As a result the GeoTools DOM parsers are functions that can wander through an in memory DOM doing their best to extract content.

Delegation is hard coded in much the same way as with the SAX parsers.

  • accessible easy to understand technology

  • very nice for quick examples

  • obvious how to use the parser

  • solution does not scale to large content as steaming not available

  • can only handle direct use of GML

  • additional coding is always required to parse your own content

Q: What is XML Transform?

Traditional XML generation, traverse your data structure and call methods to generate as you go.

  • very fast, so fast we use it for GeoServer even though it is hard to maintain

  • scalable (does not load features into memory)

  • not open ended

  • need to carefully provide hints before use

  • may revisit data several times (for bounding box and then content)

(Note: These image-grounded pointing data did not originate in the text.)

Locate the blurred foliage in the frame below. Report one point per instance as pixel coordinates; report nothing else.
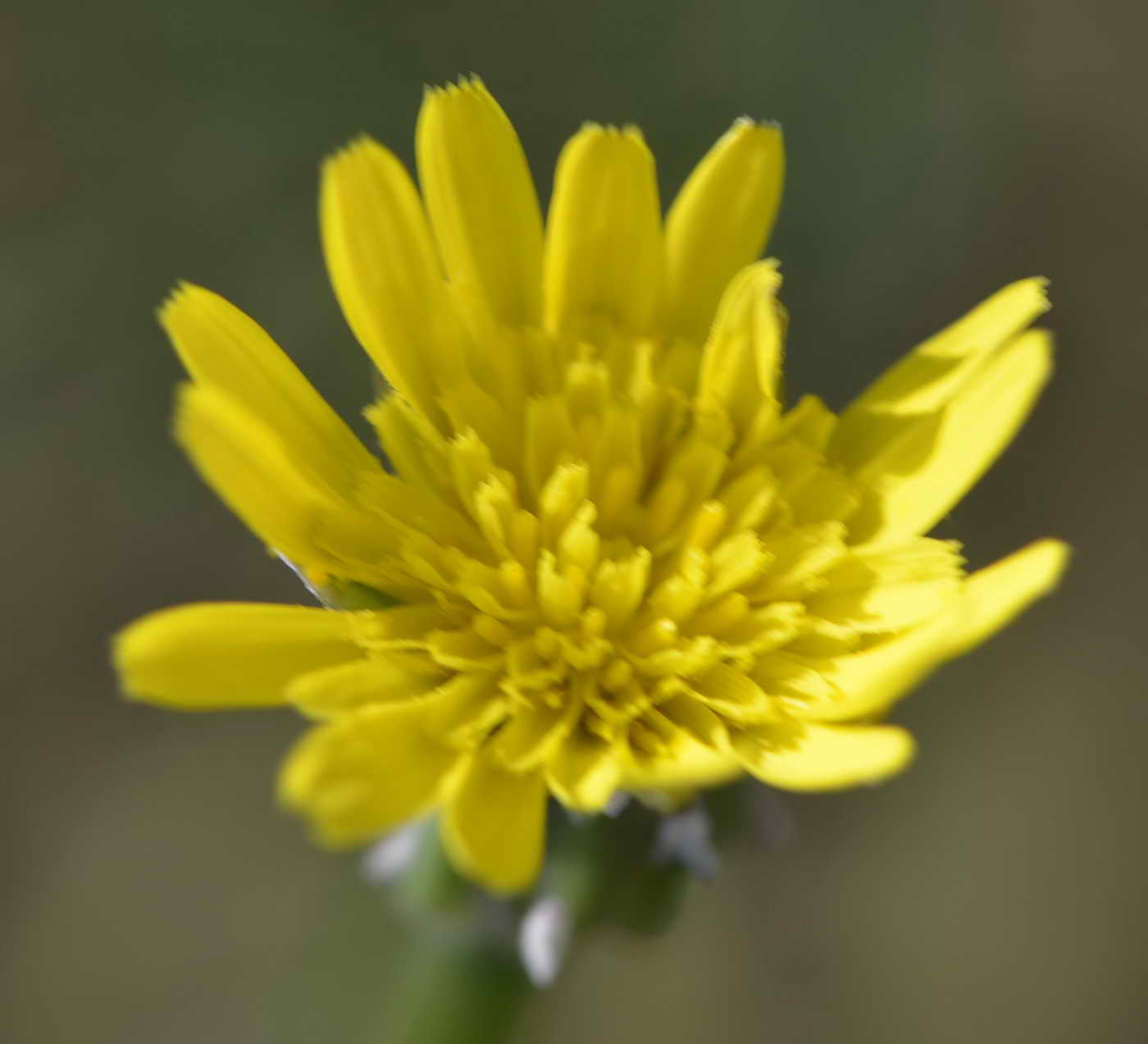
(937, 151)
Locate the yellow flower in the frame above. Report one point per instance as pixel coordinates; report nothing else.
(608, 556)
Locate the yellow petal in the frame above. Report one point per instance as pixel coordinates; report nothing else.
(603, 252)
(720, 221)
(217, 656)
(743, 355)
(224, 349)
(385, 272)
(481, 200)
(830, 757)
(583, 773)
(926, 379)
(929, 465)
(363, 682)
(868, 682)
(690, 766)
(364, 773)
(494, 826)
(252, 471)
(999, 593)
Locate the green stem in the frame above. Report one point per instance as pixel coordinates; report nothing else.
(467, 990)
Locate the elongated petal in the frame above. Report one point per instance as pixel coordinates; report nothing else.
(691, 766)
(918, 476)
(364, 682)
(494, 826)
(999, 593)
(869, 682)
(253, 472)
(831, 757)
(481, 200)
(743, 355)
(364, 773)
(929, 377)
(385, 272)
(603, 252)
(220, 656)
(585, 773)
(224, 349)
(720, 221)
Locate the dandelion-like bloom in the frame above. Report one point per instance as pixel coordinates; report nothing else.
(608, 556)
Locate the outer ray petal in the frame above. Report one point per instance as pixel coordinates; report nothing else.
(385, 272)
(226, 349)
(831, 757)
(927, 378)
(868, 682)
(933, 461)
(481, 200)
(494, 826)
(694, 765)
(255, 475)
(742, 358)
(363, 682)
(720, 221)
(603, 249)
(365, 773)
(585, 773)
(216, 656)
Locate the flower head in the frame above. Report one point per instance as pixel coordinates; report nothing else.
(606, 554)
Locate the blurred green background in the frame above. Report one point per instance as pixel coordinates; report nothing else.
(152, 891)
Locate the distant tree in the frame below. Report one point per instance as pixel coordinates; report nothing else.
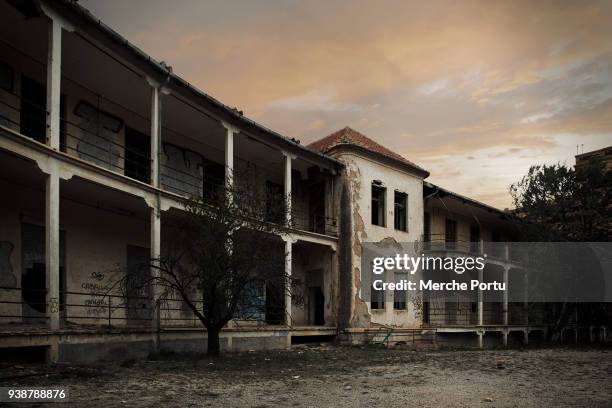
(560, 203)
(222, 253)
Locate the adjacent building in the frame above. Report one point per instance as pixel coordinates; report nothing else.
(99, 143)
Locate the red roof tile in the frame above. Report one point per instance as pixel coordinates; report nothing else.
(348, 136)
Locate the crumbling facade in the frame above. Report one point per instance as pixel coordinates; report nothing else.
(99, 144)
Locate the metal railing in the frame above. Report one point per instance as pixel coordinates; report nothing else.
(465, 244)
(317, 223)
(98, 310)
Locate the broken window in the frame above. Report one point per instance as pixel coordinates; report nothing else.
(378, 203)
(6, 77)
(399, 296)
(427, 230)
(137, 155)
(97, 134)
(378, 299)
(401, 210)
(474, 238)
(275, 194)
(450, 235)
(214, 179)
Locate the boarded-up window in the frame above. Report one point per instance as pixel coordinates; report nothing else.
(400, 220)
(378, 204)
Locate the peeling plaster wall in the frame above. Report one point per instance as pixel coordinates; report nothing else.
(360, 172)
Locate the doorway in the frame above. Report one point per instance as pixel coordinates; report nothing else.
(33, 274)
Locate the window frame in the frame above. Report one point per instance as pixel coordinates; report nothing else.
(404, 210)
(450, 242)
(381, 204)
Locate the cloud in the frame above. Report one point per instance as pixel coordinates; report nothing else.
(485, 87)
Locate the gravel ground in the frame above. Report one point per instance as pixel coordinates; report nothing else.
(337, 377)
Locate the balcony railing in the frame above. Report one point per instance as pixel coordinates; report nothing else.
(26, 308)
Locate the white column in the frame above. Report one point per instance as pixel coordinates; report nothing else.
(155, 135)
(155, 228)
(52, 200)
(480, 297)
(288, 158)
(155, 247)
(229, 154)
(288, 261)
(505, 296)
(54, 73)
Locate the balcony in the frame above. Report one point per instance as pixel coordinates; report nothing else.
(108, 117)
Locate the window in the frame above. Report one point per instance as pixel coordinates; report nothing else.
(214, 179)
(400, 211)
(378, 299)
(474, 238)
(378, 203)
(137, 155)
(450, 234)
(274, 198)
(6, 77)
(399, 296)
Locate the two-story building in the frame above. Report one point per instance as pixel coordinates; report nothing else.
(100, 143)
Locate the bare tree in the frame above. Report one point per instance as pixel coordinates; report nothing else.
(224, 258)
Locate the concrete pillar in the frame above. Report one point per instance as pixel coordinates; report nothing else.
(54, 74)
(155, 228)
(526, 297)
(480, 299)
(52, 201)
(288, 158)
(505, 297)
(155, 135)
(229, 153)
(155, 243)
(288, 262)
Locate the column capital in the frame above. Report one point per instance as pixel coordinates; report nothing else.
(288, 155)
(230, 127)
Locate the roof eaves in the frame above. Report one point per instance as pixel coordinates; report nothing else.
(164, 72)
(411, 168)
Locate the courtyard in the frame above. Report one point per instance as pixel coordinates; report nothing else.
(328, 376)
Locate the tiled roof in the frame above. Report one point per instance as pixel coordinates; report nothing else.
(348, 136)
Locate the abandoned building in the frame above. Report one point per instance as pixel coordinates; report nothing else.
(99, 143)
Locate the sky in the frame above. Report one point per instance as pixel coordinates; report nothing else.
(473, 91)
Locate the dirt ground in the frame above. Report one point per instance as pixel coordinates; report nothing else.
(337, 377)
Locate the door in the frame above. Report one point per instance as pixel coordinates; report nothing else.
(317, 307)
(137, 155)
(33, 274)
(139, 308)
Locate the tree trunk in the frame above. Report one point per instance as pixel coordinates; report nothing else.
(214, 347)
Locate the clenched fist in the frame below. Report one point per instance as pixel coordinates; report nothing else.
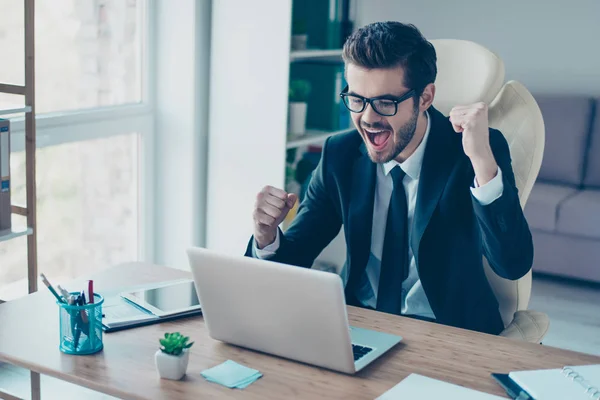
(272, 206)
(472, 121)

Q: Schema Assisted -did you make that up?

Yes we did.

This idea of “Schema Assisted” parsers is a GeoTools specific piece of technology. Then general idea is to makes use of XML Schema information to minimize the amount of code you need to write.

A parser is supplied a configuration of bindings; each binding maps an XML elements or XML attributes to Java class.

While this sounds similar to other XML parsing technologies we do have a couple of key differences:

  • taking special care to pay attention to the schema at runtime (so we can parse new documents using the “best” binding available rather than fail)

  • Ensure that data is not loaded into memory; allowing us to “stream” the XML document through an application.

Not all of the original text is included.